McCain Gets Back-Handed EndorsementHe's gotta be
loving this story:
Senator John McCain of Arizona received a cantankerous reception during his appearance at the New School commencement Friday, where dozens of faculty members and students turned their backs and raised signs in protest and a distinguished student speaker pointedly mocked him as he sat silently nearby.
The historically liberal university has been roiled in controversy in recent weeks over the selection of McCain, a conservative Republican and likely 2008 presidential candidate, to deliver the commencement address.
Some 1,200 students and faculty signed petitions asking the university president, former Nebraska Sen. Bob Kerrey, to rescind the invitation. Petitioners said McCain's support for the Iraq war and opposition to gay rights and legal abortion do not keep with the prevailing views on campus.A few more stories like this and McCain may start sewing up his rift with the religious right. And get the dripping sympathy for a twit student:
But Kerrey's remarks were immediately overshadowed by those of Jean Sara Rohe, one of two distinguished seniors invited by the university's deans to address the graduates.
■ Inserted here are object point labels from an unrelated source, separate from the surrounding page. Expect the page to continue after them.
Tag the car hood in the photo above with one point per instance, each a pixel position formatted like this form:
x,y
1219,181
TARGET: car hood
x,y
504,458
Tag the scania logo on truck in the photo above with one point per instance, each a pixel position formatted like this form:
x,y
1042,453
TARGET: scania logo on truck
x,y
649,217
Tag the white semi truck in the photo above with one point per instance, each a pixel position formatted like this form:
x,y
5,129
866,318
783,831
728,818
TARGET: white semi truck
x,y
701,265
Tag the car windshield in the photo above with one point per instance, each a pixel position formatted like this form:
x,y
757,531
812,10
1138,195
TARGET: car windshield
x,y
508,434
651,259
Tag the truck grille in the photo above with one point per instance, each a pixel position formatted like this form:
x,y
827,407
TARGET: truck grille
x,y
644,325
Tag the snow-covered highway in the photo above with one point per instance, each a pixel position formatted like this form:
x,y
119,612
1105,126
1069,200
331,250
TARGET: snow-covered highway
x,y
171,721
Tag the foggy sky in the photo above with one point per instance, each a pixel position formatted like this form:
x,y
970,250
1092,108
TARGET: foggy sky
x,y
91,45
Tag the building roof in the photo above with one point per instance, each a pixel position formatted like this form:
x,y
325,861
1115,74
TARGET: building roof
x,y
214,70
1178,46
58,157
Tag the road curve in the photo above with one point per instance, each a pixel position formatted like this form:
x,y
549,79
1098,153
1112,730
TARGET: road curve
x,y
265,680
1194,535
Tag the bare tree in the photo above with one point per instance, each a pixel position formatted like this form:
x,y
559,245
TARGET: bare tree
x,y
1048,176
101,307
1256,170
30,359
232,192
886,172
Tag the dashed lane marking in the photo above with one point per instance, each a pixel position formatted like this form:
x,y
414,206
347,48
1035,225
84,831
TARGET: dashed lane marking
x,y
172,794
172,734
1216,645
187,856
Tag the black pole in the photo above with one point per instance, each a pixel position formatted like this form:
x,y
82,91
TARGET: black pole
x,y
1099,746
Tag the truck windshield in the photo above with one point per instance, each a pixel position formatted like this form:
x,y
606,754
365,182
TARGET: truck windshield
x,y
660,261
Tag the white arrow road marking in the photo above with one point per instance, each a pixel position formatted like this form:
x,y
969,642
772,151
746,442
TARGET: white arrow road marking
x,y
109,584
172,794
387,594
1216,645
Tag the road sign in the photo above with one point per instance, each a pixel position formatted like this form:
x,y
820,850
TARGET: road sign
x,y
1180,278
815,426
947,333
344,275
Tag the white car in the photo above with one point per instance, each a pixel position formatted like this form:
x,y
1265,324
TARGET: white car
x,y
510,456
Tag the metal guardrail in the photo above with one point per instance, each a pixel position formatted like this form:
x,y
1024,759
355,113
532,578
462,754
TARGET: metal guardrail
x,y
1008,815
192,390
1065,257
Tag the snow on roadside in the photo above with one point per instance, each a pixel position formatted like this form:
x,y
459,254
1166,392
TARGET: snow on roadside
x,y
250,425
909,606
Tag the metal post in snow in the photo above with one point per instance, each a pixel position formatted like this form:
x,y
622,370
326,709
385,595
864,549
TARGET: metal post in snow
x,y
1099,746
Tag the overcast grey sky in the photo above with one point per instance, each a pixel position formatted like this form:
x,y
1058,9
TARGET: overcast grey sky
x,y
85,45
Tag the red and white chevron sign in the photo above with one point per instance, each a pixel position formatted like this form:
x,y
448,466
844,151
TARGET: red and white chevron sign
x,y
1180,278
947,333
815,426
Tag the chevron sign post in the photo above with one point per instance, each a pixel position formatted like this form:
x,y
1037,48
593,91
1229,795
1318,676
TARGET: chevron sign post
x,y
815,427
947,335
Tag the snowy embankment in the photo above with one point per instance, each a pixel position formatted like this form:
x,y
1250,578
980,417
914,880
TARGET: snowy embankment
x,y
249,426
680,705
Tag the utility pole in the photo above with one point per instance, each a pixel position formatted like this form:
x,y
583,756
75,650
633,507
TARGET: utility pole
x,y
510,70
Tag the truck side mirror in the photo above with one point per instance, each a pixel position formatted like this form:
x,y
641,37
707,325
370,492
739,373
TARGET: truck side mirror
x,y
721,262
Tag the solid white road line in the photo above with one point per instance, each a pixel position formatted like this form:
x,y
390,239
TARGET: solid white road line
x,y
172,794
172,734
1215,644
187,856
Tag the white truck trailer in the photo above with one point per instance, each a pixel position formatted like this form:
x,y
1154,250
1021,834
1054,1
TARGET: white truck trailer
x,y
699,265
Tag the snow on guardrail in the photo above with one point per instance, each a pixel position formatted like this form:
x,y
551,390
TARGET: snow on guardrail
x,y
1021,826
Beginning by singing a wistful folk tune calling for world peace, Rohe announced she had thrown out her prepared remarks to address the McCain controversy directly.
"The senator does not reflect the ideals upon which this university was founded," Rohe proclaimed to loud cheers, with McCain sitting just a few feet away.
She added that she knew what McCain would be saying to the graduates since he had promised to deliver the same speech he gave at Rev. Jerry Falwell's Liberty University last weekend and Columbia University on Tuesday.
"He will tell us we are young and too naive to have valid opinions," Rohe said. "I am young and though I don't possess the wisdom that time affords us, I do know that pre-emptive war is dangerous. And I know that despite all the havoc that my country has wrought overseas in my name, Osama bin Laden still has not been found, nor have those weapons of mass destruction."No, Jean Sara, you're not too young to have opinions. You're just too young to have opinions that will impress many adults beyond sympathetic New York Times reporters.